Yesterday I posted a snippet from the Wall Street Journal offering the eminently sensible suggestion that the bond market rallied, despite the indication that more FOMC rate hikes are likely, because the Committee's statement drew a picture of a relatively benign inflationary landscape. Then this morning brought this analysis from a New York Times article:

... it appeared that the drop below 4 percent was less a result of economic fundamentals than of technical factors in the Treasury market. Those included hedging against losses from a potential new surge in home mortgage refinancing if the yield on the 10-year note, which has a major impact on mortgage rates, falls even further.

If there is another refinancing surge, mortgages held by investors would be paid off and replaced with mortgages at lower interest rates.
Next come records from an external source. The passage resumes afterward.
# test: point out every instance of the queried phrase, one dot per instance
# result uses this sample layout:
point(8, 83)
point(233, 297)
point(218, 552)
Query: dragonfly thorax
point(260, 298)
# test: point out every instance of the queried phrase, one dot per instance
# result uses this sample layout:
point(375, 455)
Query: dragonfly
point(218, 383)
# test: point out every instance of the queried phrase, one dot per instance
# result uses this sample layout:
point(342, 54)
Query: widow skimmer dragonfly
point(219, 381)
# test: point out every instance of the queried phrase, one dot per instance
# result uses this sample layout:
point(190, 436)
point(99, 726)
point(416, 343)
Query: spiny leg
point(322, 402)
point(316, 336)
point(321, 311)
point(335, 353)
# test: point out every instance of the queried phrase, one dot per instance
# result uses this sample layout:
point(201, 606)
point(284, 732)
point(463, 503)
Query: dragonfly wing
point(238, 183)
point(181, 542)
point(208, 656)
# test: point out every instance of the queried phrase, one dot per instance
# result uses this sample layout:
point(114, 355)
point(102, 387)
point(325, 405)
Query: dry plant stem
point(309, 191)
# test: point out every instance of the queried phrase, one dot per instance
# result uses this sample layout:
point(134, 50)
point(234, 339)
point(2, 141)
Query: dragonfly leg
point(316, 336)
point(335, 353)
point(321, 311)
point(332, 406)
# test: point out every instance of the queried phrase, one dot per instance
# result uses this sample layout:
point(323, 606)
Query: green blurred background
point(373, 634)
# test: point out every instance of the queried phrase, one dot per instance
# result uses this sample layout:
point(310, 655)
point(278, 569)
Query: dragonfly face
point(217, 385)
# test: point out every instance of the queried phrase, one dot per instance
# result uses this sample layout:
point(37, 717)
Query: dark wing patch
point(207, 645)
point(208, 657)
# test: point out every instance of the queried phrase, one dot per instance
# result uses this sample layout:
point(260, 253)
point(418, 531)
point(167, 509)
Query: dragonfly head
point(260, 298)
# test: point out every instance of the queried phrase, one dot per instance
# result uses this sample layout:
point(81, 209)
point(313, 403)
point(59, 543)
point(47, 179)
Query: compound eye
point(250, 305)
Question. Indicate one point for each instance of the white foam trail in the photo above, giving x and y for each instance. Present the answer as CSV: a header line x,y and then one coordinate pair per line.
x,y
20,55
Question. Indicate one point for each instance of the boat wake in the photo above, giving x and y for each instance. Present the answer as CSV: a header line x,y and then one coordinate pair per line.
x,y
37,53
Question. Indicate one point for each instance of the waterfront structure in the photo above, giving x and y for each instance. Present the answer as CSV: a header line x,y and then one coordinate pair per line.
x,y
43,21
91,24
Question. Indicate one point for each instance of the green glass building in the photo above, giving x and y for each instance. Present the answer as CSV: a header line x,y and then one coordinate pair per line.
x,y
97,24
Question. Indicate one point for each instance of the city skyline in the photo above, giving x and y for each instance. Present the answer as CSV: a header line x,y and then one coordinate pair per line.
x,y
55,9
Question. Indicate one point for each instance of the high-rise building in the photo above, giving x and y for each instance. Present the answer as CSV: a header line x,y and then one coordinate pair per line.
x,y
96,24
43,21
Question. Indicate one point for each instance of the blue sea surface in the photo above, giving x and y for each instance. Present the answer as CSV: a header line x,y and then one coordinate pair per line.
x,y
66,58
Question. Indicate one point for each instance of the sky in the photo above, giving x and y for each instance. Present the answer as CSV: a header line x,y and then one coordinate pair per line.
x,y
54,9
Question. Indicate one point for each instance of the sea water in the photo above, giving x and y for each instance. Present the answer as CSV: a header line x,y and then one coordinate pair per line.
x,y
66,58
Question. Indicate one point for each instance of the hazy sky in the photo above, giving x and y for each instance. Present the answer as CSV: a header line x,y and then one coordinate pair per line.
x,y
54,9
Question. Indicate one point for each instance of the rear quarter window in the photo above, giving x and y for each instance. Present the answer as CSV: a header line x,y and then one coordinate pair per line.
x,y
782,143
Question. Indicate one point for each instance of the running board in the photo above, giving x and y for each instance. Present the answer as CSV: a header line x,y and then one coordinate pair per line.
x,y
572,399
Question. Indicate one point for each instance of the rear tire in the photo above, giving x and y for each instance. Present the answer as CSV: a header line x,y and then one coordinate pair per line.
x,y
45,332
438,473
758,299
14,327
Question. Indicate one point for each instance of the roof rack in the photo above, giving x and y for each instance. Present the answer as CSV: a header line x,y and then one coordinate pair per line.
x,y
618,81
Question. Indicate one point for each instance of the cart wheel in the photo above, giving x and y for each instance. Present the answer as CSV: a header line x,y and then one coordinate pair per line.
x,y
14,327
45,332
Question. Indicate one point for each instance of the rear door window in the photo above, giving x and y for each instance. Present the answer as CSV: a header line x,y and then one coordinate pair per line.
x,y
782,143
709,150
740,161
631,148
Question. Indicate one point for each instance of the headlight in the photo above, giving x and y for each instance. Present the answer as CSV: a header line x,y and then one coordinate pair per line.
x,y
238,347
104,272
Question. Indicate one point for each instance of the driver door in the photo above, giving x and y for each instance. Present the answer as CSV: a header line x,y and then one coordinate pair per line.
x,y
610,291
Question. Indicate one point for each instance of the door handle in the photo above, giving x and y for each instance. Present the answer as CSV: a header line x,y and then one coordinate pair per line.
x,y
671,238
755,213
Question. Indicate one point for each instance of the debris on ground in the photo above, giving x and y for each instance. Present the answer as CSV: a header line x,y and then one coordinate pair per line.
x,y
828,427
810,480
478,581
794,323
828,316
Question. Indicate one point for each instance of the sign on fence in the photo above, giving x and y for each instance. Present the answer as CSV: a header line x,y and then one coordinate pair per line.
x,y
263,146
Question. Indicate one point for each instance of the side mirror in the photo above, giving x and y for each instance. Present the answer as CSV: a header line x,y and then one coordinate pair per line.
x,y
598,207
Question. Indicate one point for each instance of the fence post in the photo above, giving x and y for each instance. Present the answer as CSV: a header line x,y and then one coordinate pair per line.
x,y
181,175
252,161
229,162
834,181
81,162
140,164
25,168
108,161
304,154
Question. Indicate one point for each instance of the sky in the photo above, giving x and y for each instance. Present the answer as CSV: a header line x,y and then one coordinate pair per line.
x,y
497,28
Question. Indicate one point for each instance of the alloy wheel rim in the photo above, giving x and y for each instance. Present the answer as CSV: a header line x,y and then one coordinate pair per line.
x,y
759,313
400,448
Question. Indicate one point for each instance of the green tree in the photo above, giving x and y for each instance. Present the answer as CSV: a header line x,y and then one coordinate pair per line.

To hedge against this loss, the managers of big mortgage portfolios buy Treasury securities or similar instruments. The prices of these securities will rise if rates fall further, offsetting some of the losses from taking on new, lower-rate mortgages. This buying to hedge, however, also sends overall rates lower.

One analyst said Treasury yields were also being pushed lower by investors who had bet that longer-term rates would rise when the Federal Reserve began raising its benchmark rate. To reduce the losses from this bet, investors have to buy Treasury securities.

"These things tend to feed on themselves, and you get these swings in the market that get exaggerated," said William Prophet, an interest rate strategist at UBS.

Because of these technical factors, rates could fall further for a while and go much lower than expected. Rates, however, could pick up again when the technical buying slows down.

Now my head hurts. I'm sticking with the WSJ analysis over the NYT. But then again, that's my default position on almost every topic.